The real danger in the new provision goes well beyond the vagueness of "reasonable compensation" The party-in-interest rule, should it become law, would make every benefit plan service provider a guarantor of fiduciary conduct.

A service provider would be liable even if the provider charged the plan its customary rate for such services, and even if the provider was unaware that someone else charged less.

A service provider -- such as a doctor, lawyer, or accountant -- ordinarily deals at arm's length with those to whom services are provided; the provider is not the protector of its customers when setting fees.

If the Department of Labor has its way, this way of doing business no longer will suffice when providing services to an employee benefit plan. Service providers will have an affirmative obligation to ensure that the plan is not paying "too much" for services.

Unwelcome Consequences

This new rule is sure to have several pernicious consequences. Many service providers simply will cease doing business with benefit plans; the marginal cost of the potential liability will not be worth it.

Other providers will be forced to raise their prices or reduce the quality of services to offset the costs of dealing with plans. Ironically, the brunt of price increases will be felt by the provider's nonplan customers, as raising prices to benefit plans only increases the chance of liability.
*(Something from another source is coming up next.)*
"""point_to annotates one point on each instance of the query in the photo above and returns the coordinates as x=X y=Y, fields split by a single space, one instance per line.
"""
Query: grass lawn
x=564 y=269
Finally, some service providers may try to reduce their risk of liability by engaging in anti-competitive behavior. Once a service provider sets a low price for services, other providers realistically must fear that any higher price will be deemed unreasonable.

Threat of Collusion

To prevent the inevitable race to the bottom, many providers may be induced into collusion. In the end, all of this behavior will cost employees and retirees, both in and out of plants.

The Department of Labor appears to care little about these long-term consequences. Doctors, lawyers, and accountants have money, and employee benefit plans need it.

And so the Department instigates legislation that will add to its redistributive arsenal. This kind of short-sighted self-interested thinking is to be expected from hired-gun litigators. Our government should know better.

Mr. Kilberg, former solicitor of the Department of Labor, is managing partner in the Washington office of the law firm of Gibson, Dunn & Crutcher. Mr. Snyderman is an associate with the firm.